Поводырь опять замолк, теперь это продлилось дольше — около минуты. Потом заговорил.
— Предложение приемлемо. Я рассчитал вероятности нового варианта маршрута с учётом твоих потребностей. На финальную часть с вероятностью в восемьдесят восемь целых шесть сотых процента придётся кризис, связанный с местным населением.
Бхулак пожал плечами — кризисы были в его жизни делом рядовым.
— Я отправлюсь на заре… мать Ерати, — сказал он и тут же провалился в глубокий сон.
Происхождение Пастуха
Южная Анатолия, Аратта. 5681 год до н. э.
— Я виноват, мать Ерати.
Юный пастух стоял перед матерью на коленях, склонив голову с буйной рыжей шевелюрой.
«Совсем как у его отца, — подумала Ерати. — Таур, Таур, зачем ты меня оставил?!»
Взгляд её упал на покрытый извёсткой пол, под которым покоились кости её мужа и двух сыновей, и печаль вдруг сменилась злостью на оставшегося сына. Слова полетели из её рта, словно ядовитые стрелы:
— Как у тебя язык повернулся сказать мне такое! Ты не смеешь уйти из моего дома! Ты не смеешь уйти из Аратты!
Её захотелось изо всей силы ударить Ойно по огненной голове, она даже потянулась к рукояти лежащей рядом короткой палицы с твёрдым глиняным навершием — с помощью таких булав жители посёлка частенько выясняли отношения. Но вовремя одумалась и отдёрнула руку.
— Мама, но я же вернусь, — пытался оправдаться Ойно, хоть и понимал, что это бессмысленно. — Я привезу тебе оттуда богатство…
— Не нужно мне богатство из-за западного моря! — почти взвизгнула женщина. — Мне нужен ты, здесь, дома!
— Мама, у нас всё меньше еды, скоро нам будет не хватать… — пытался достучаться до матери юноша.
— Ты скоро пройдёшь посвящение и будешь с остальными мужчинами пасти скот. И тогда у нас будет много мяса и молока, — отвечала женщина уже спокойнее.
Её злость сошла также быстро, как накатила, сменившись глухой тоской. Она вдруг вспомнила, как тесно и весело было в их доме, когда все они были вместе — Таур, она и четверо их детей.
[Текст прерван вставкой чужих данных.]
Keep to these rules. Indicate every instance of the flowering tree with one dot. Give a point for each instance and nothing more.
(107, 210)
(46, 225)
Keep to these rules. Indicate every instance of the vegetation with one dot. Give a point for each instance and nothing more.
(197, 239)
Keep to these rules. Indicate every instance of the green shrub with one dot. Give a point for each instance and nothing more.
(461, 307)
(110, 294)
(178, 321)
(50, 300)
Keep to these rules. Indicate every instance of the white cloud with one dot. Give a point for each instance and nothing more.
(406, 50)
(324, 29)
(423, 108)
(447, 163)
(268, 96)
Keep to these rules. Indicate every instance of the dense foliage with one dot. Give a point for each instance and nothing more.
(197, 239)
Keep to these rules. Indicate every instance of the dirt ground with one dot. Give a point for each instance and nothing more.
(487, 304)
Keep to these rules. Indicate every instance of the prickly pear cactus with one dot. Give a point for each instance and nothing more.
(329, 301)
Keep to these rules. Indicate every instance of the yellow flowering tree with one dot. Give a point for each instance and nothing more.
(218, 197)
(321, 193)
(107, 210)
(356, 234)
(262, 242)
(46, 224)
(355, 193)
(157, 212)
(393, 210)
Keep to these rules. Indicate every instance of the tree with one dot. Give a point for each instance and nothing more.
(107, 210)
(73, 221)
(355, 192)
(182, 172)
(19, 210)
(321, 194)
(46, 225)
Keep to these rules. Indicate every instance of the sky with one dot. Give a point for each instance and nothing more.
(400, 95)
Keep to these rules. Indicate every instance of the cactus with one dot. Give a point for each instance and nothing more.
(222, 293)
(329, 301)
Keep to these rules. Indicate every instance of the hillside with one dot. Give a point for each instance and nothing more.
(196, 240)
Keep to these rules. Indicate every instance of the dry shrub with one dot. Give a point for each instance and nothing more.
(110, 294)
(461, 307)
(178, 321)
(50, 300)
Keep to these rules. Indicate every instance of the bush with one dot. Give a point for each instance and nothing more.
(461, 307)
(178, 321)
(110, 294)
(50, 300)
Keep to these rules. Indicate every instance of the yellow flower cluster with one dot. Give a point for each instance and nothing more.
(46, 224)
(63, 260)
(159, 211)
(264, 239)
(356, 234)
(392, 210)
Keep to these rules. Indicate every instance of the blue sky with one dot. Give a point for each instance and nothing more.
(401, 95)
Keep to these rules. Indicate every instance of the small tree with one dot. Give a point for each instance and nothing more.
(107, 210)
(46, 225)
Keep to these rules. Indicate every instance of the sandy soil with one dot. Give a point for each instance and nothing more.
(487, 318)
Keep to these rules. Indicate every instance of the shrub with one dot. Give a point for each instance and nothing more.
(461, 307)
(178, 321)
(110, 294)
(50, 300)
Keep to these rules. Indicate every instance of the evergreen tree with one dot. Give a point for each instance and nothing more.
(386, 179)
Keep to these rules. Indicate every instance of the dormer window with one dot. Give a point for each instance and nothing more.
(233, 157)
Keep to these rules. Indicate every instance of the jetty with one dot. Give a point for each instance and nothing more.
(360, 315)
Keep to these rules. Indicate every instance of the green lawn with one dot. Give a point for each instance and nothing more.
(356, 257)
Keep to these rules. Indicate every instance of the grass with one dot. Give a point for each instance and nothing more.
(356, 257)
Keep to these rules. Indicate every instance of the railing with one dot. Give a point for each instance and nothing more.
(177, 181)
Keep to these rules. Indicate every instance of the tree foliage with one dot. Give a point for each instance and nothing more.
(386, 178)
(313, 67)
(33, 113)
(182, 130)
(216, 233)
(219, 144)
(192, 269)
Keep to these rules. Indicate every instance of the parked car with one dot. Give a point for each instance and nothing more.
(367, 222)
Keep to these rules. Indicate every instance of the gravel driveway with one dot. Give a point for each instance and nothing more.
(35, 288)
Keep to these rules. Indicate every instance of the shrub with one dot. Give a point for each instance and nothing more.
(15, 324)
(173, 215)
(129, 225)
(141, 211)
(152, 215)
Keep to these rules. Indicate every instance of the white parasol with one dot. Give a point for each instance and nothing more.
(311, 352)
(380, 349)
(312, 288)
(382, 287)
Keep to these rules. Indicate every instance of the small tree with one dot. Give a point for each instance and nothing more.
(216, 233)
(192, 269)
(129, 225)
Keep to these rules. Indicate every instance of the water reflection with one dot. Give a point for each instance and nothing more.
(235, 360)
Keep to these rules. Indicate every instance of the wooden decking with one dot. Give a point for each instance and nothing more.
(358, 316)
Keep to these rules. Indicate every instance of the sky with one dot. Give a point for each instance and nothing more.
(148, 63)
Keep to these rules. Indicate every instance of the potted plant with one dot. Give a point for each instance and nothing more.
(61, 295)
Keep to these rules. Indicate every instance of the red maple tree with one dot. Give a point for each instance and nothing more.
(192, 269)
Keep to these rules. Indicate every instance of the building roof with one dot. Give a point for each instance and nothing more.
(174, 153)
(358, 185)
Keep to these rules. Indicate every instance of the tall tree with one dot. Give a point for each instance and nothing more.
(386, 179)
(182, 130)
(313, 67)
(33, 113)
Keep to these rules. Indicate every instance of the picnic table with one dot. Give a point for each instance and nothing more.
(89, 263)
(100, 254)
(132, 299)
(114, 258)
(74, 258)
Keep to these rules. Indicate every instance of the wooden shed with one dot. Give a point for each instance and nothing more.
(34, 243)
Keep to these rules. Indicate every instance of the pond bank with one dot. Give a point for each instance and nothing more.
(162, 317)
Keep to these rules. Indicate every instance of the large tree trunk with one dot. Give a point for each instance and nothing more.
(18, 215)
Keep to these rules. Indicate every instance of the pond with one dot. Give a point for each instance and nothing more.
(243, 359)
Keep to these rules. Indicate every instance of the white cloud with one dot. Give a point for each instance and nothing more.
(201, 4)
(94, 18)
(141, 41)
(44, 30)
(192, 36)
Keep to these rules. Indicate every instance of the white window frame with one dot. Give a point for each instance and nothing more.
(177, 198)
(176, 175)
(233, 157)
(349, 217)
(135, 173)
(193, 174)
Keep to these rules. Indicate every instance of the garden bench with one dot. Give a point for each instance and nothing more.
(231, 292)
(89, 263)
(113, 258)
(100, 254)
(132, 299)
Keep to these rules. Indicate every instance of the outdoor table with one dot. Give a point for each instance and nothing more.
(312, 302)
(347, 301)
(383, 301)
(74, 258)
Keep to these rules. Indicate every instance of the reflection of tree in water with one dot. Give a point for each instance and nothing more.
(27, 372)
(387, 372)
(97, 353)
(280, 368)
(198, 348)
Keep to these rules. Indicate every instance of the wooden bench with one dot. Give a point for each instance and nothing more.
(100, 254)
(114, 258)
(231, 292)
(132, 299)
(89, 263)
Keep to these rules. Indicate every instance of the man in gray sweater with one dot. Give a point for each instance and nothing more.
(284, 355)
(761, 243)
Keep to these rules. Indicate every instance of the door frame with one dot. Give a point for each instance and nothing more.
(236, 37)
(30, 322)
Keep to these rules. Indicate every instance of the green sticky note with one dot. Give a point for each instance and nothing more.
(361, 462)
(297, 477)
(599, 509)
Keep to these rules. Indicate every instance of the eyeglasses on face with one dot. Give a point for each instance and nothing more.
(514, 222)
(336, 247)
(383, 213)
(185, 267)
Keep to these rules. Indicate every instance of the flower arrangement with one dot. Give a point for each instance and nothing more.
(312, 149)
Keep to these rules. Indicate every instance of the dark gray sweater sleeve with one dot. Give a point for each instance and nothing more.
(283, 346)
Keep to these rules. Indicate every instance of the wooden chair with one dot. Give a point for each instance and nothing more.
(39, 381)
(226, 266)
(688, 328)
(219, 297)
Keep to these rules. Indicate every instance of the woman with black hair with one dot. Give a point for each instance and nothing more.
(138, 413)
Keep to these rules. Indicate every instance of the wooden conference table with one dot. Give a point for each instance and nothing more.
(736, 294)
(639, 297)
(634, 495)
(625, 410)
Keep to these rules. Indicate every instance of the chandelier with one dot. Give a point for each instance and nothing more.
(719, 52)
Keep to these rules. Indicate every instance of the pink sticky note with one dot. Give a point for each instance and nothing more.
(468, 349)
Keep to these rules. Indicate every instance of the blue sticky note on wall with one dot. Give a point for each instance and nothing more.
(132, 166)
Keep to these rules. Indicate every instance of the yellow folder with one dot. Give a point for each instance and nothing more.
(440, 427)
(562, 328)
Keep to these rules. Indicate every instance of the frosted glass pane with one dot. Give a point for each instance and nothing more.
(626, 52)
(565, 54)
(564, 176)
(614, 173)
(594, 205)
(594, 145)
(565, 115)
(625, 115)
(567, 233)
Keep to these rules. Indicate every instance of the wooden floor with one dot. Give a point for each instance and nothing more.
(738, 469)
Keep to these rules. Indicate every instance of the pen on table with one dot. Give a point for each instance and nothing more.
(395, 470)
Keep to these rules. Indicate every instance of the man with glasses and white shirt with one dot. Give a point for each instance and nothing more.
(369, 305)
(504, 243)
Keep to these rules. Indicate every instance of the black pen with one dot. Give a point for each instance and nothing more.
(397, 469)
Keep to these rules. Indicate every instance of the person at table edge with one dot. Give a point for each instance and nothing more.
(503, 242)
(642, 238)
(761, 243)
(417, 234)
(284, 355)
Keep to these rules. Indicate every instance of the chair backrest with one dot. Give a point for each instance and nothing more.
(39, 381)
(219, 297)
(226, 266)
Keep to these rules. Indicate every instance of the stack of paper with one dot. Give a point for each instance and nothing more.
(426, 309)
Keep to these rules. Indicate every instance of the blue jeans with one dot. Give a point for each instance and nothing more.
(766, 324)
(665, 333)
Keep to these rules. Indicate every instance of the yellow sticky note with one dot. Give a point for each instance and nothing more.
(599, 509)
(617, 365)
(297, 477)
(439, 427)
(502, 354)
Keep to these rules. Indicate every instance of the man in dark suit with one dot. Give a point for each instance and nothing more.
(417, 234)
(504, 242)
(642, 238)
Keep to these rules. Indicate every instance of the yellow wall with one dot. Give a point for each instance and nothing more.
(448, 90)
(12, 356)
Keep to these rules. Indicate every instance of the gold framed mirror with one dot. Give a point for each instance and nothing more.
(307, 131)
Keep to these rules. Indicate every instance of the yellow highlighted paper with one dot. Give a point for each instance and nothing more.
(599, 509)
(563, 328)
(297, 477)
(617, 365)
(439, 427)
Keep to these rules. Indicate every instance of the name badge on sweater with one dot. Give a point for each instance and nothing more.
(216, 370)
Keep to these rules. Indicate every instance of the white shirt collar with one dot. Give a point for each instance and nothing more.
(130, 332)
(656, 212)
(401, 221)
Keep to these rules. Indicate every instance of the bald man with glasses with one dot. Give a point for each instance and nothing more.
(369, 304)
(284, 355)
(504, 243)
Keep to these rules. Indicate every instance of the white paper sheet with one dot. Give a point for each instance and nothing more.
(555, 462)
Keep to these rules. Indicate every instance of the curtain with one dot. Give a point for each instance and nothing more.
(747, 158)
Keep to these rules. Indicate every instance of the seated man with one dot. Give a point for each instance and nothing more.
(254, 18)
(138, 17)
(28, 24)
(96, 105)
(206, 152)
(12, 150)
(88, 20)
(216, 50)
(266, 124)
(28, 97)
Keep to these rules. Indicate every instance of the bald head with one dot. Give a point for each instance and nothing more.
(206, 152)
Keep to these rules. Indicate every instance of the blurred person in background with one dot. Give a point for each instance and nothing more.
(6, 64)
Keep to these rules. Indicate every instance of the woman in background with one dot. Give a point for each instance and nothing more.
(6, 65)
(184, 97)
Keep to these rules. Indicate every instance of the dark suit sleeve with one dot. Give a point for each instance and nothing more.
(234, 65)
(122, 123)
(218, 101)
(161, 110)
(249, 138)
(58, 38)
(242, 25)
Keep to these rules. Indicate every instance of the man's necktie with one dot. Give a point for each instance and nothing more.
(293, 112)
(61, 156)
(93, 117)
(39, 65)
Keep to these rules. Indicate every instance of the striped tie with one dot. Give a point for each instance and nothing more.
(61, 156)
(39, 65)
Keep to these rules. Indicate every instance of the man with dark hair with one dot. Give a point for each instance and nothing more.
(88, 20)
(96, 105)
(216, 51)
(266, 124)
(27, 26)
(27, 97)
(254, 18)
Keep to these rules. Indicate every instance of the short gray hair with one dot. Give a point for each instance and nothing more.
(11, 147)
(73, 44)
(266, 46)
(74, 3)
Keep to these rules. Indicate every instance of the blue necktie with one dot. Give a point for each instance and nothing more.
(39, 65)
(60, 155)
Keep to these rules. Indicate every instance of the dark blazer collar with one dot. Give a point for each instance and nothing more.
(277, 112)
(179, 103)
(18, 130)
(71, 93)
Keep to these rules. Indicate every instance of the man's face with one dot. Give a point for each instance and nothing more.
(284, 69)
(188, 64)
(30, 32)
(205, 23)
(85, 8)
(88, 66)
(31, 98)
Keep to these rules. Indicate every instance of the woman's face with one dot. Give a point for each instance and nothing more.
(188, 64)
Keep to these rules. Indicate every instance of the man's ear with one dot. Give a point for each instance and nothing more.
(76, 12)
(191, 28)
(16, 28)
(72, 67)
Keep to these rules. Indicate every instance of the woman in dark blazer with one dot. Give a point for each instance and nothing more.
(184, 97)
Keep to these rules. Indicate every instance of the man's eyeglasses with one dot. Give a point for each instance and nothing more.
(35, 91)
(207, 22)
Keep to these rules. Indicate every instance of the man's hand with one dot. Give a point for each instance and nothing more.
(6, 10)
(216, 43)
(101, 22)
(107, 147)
Но уже три весны миновало с тех пор, как муж и старший сын пали под рогами дикого быка — именно после этого случая старейшие окончательно запретили мужчинам охоту, которую женщины посёлка и так не одобряли. Зачем она, если в Аратте большие стада овец и коз, а вокруг — поля пшеницы и ячменя, бобов и гороха. А за блестящий чёрный камень, в изобилии предоставляемый Материнскими Грудями, можно было выменять что угодно у прибывающих со всех сторон посланцев из других краёв.